600,000Documents processed daily by TK
87%Automation rate at TK (Techniker Krankenkasse)
100MDocuments per year in largest single Vinna deployment
1msLAERA classification latency

How Skilja processes documents

Skilja's platform rests on three independently deployable components: LESA for OCR, LAERA for classification and extraction, and TEGRA as the integration and orchestration layer. Each module exposes a RESTful API, so organizations can adopt individual components or the full stack without SDK integration.

CEO Alexander Goerke describes the approach: "Intelligent Document Processing is an extension of classical data capture technology. It aims to take documents that were created for human readers and make them intelligible to machines." That framing shapes the architecture. Rather than positioning the platform as general-purpose AI, Skilja focuses on mimicking human document understanding through deep learning trained on business document samples, then layering quality controls to prevent model deterioration from incorrect training data.

The result is measurable at scale. TK (Techniker Krankenkasse), Germany's largest public insurance company, processes 600,000 documents daily at an 87% automation rate. Skilja's largest customer overall runs 100 million documents per year through a single Vinna system, equivalent to 400,000 documents per day. Skilja targets a recall rate above 90% for automatic field recognition without manual review, benchmarking against the typical human error rate of approximately 1%.

Unlike ABBYY, which pursues broad multi-industry coverage, Skilja's architecture prioritizes depth in regulated verticals: insurance, financial services, and healthcare, where on-premise data residency and audit trails are non-negotiable.

Platform architecture

Skilja's three-component stack is designed so each layer can scale independently.

LESA AI OCR uses deep learning neural networks trained on millions of business document samples. It operates at the word level rather than the character level, applying layout analysis and handwritten text recognition to produce contextually grounded output. The system accepts pre-existing OCR results or PDF text layers as input, bypassing OCR processing when source quality is sufficient and reducing overall processing time.

LAERA handles classification and extraction. The classifier achieves 1-millisecond latency using a voting mechanism with a pretrained large language model (LLM) classifier. The extraction module uses predictive generative algorithms for context-based content discovery across forms, semi-structured documents, and unstructured content. Both include visual designers so process owners and business analysts can configure, train, and test models without writing code. When combined, LESA and LAERA reach automation rates in the high 90%. Classification and extraction run without requiring cloud storage or customer document retention, supporting on-premise privacy compliance directly.

TEGRA is the integration layer that connects LESA and LAERA to enterprise systems via RESTful APIs. It accepts JPG, TIF, PNG, and PDF inputs, processes documents asynchronously with priority-based queuing, and returns structured JSON, plain text, or PDF with a full-text layer. TEGRA deploys on Windows and Linux via Docker and Kubernetes, scales horizontally through worker processes, and stores transient document queues and model data in PostgreSQL, MS-SQL, or Oracle.

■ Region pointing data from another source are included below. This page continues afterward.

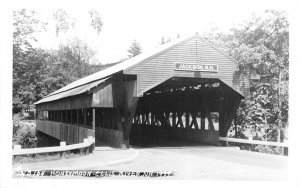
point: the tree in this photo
(261, 46)
(135, 49)
(24, 56)
(38, 72)
(96, 21)
(63, 21)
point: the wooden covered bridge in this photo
(184, 90)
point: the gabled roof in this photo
(72, 92)
(109, 71)
(125, 66)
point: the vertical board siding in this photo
(156, 70)
(74, 102)
(64, 132)
(109, 94)
(108, 136)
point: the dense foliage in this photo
(261, 46)
(135, 49)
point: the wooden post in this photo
(77, 111)
(84, 117)
(94, 119)
(129, 115)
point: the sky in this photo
(145, 21)
(149, 21)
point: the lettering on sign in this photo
(196, 67)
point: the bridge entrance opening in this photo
(180, 111)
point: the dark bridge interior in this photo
(180, 111)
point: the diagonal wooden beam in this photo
(208, 115)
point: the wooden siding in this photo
(74, 102)
(109, 136)
(156, 70)
(71, 134)
(109, 94)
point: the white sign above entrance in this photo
(196, 67)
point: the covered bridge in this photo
(184, 90)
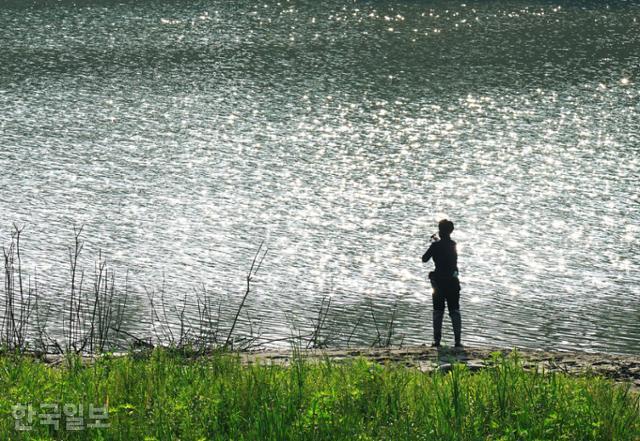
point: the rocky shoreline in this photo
(619, 368)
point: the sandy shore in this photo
(620, 368)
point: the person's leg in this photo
(438, 315)
(453, 305)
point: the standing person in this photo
(445, 283)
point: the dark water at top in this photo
(182, 134)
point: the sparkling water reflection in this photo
(184, 134)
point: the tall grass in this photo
(90, 316)
(164, 396)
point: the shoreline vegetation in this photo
(212, 377)
(159, 394)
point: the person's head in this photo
(445, 228)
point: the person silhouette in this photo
(445, 283)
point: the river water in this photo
(184, 134)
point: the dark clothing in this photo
(446, 292)
(445, 257)
(446, 286)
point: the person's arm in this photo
(426, 256)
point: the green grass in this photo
(165, 396)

Vinna is the orchestration platform that ties the stack together. Its BPMN-based Process Editor gives non-technical users a no-code interface for building and versioning document workflows. The standard activity library covers Import, OCR, Classification, and Extraction, with support for custom microservices and arbitrary routing logic. Process Monitor provides real-time operational visibility across all processes and work items, with drill-down to document and field level. An end-to-end audit trail captures the full interaction history for each work item across its lifespan.

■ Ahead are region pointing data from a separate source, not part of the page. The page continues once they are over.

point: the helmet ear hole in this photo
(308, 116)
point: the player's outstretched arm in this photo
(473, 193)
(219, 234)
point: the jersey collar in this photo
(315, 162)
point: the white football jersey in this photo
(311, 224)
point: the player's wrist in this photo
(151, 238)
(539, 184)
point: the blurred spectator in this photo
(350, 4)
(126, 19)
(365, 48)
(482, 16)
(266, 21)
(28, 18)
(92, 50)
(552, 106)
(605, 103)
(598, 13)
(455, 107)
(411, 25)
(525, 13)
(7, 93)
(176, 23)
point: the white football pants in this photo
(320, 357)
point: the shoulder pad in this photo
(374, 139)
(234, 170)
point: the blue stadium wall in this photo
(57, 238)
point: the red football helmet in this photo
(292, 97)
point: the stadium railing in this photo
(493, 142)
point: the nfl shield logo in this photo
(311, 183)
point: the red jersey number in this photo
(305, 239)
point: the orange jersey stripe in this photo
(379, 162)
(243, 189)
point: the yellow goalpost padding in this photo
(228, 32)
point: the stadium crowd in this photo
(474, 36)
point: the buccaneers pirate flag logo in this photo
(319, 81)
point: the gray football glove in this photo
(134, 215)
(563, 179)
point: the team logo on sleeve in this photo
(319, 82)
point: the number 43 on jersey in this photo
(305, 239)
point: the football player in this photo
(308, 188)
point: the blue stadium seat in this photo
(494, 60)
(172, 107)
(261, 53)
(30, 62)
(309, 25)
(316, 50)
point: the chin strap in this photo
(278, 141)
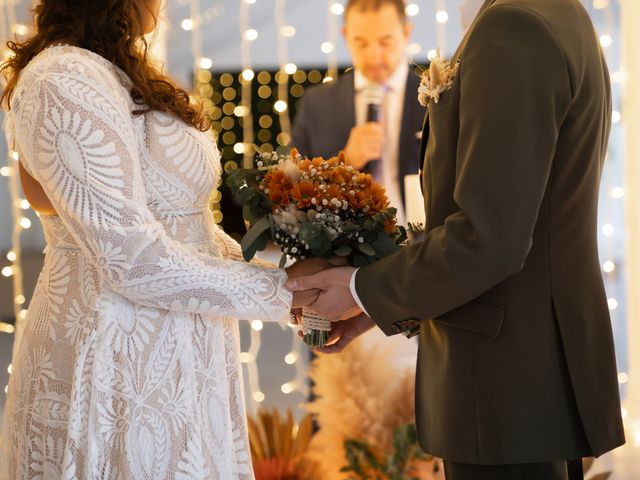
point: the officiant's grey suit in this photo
(327, 114)
(516, 361)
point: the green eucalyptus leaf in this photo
(367, 249)
(343, 251)
(255, 239)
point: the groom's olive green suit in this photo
(516, 361)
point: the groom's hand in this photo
(344, 332)
(334, 301)
(308, 267)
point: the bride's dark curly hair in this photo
(114, 30)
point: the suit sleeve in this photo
(514, 94)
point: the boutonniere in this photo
(436, 80)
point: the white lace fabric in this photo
(128, 365)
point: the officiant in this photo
(371, 112)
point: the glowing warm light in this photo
(442, 16)
(20, 29)
(326, 47)
(291, 358)
(280, 106)
(248, 74)
(412, 10)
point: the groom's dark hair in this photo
(365, 5)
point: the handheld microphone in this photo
(374, 97)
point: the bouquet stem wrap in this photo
(315, 328)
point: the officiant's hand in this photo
(345, 331)
(334, 300)
(304, 268)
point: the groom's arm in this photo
(515, 92)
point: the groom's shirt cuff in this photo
(354, 294)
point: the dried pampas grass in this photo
(360, 395)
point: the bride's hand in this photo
(303, 268)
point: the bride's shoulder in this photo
(59, 63)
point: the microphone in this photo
(374, 96)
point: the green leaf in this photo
(254, 239)
(367, 249)
(384, 245)
(343, 251)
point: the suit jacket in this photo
(327, 114)
(516, 361)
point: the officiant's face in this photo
(377, 40)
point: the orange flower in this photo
(390, 226)
(302, 193)
(278, 196)
(358, 200)
(378, 201)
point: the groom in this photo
(516, 367)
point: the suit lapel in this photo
(456, 56)
(411, 113)
(345, 93)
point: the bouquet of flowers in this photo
(315, 208)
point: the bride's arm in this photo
(74, 127)
(231, 249)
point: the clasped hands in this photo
(323, 285)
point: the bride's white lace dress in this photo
(128, 366)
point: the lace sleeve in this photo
(75, 130)
(229, 248)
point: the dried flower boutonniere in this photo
(436, 80)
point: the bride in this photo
(128, 365)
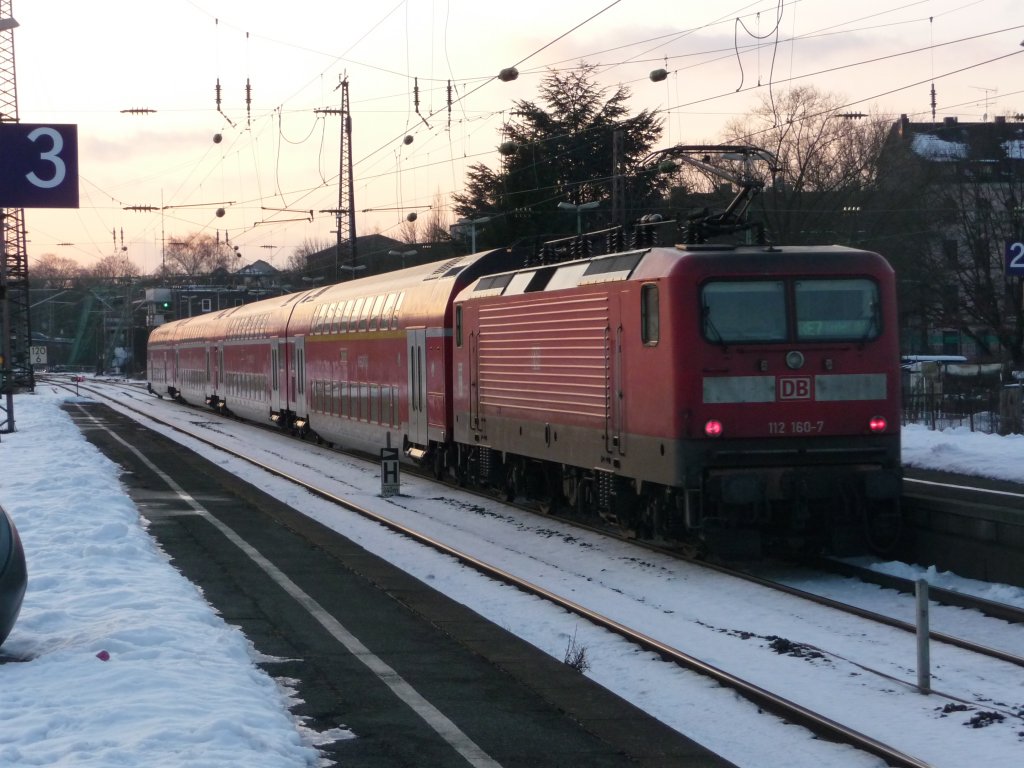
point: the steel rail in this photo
(790, 711)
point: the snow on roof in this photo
(1014, 148)
(933, 147)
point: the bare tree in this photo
(827, 163)
(114, 268)
(408, 232)
(979, 211)
(300, 259)
(196, 255)
(438, 221)
(51, 270)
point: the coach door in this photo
(278, 401)
(614, 376)
(417, 347)
(474, 382)
(299, 376)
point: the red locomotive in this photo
(734, 397)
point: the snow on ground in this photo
(108, 672)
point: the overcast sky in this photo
(84, 64)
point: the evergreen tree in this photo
(561, 150)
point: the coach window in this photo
(365, 313)
(354, 316)
(650, 329)
(336, 321)
(397, 308)
(375, 313)
(341, 318)
(388, 310)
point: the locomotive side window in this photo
(737, 311)
(830, 309)
(650, 329)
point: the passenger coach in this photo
(353, 364)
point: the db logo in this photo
(795, 388)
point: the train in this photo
(731, 398)
(13, 574)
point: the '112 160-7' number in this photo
(796, 427)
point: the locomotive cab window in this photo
(833, 309)
(743, 311)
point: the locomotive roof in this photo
(655, 262)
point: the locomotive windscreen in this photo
(743, 311)
(829, 309)
(824, 309)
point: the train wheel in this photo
(549, 494)
(515, 479)
(884, 526)
(438, 463)
(571, 489)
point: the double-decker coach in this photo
(354, 364)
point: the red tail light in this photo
(713, 428)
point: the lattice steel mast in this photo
(15, 259)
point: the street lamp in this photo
(410, 253)
(579, 211)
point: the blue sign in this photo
(1015, 257)
(38, 166)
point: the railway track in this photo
(781, 707)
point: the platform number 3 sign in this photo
(38, 166)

Vinna 3.0 and 3.1 releases

Vinna 3.0, released after 18 months of development, rebuilt the Process Editor in Angular 10 with componentized functions and full BPMN support. Process version management now supports major and minor versioning (1.0, 1.1, 2.0) with draft protection and separate variable configuration per runtime environment. The release introduced transient Activity Servers that auto-start with virtual machines or Docker containers and shut down when idle, enabling dynamic resource scaling without manual intervention. Vinna 3.0 maintains full backward compatibility with Vinna 2.4, allowing step-by-step upgrades without production disruption.

Vinna 3.1 replaced password-based authentication with OAuth2 protocol, supporting Microsoft Azure Active Directory and Keycloak as identity backends. Three authentication flows are available: Authorization Code Flow with PKCE for user-facing applications, username/password via password grant flow, and client credentials grant flow for machine-to-machine communication. Skilja's position on internal credential management is direct: "A platform should not have its own user management. This is a no-go for many customers." Role-based access control maps to enterprise user directories rather than storing credentials internally.

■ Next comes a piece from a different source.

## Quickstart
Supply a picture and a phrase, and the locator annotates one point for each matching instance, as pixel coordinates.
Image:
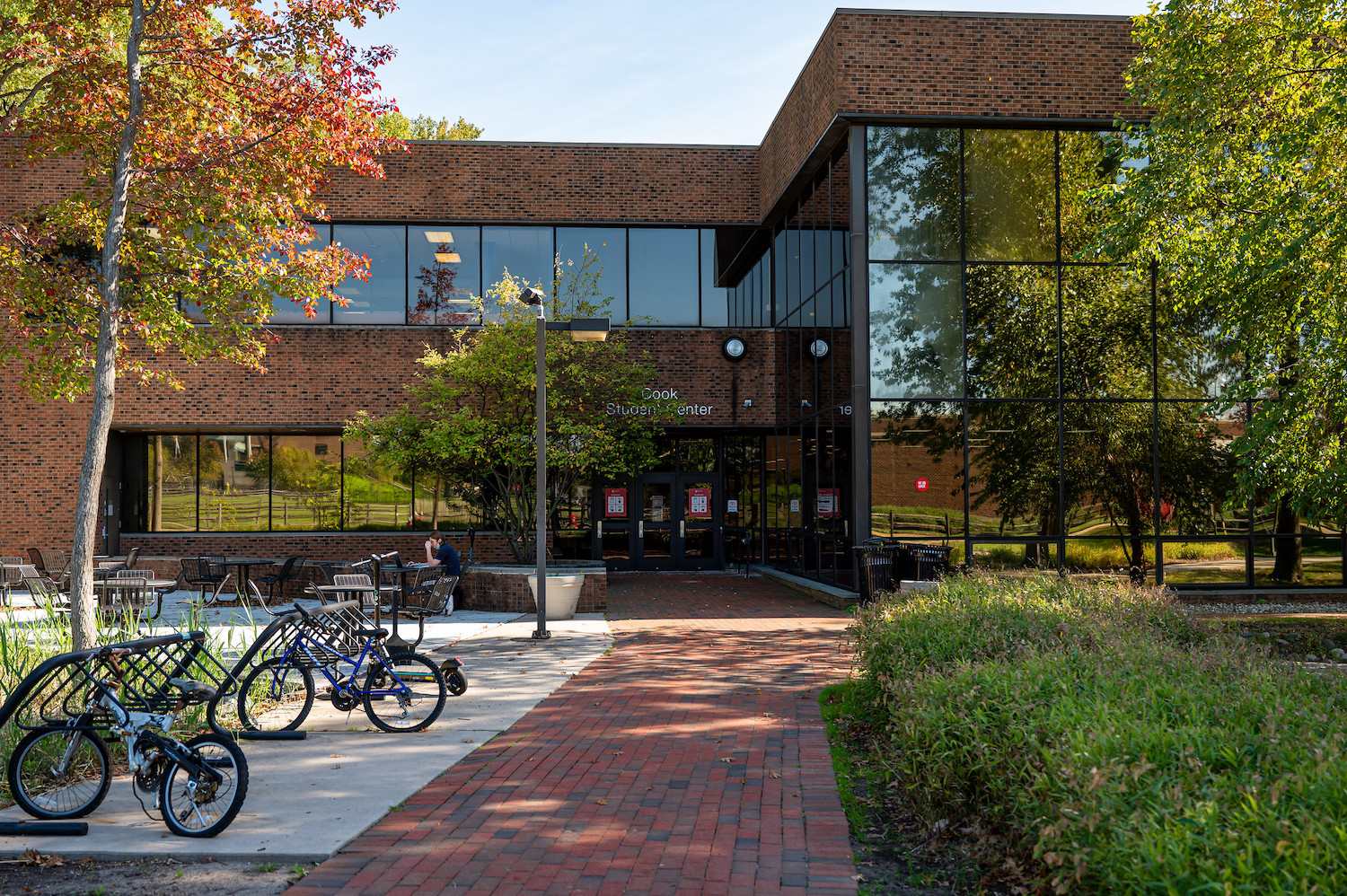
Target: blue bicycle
(401, 691)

Vinna deploys on Microsoft Azure, AWS, Google Cloud, private cloud, on-premise, or hybrid configurations.

Use cases

German insurance and public sector

All major German public insurance companies have implemented IDP for customer correspondence processing, according to Goerke. The TK deployment at 600,000 documents per day and 87% automation is the most documented example. The transformer-based OCR approach handles complex policy documents, claim forms, and customer correspondence without the brittleness of rule-based character recognition systems. On-premise deployment options address data residency requirements that cloud-only platforms cannot meet.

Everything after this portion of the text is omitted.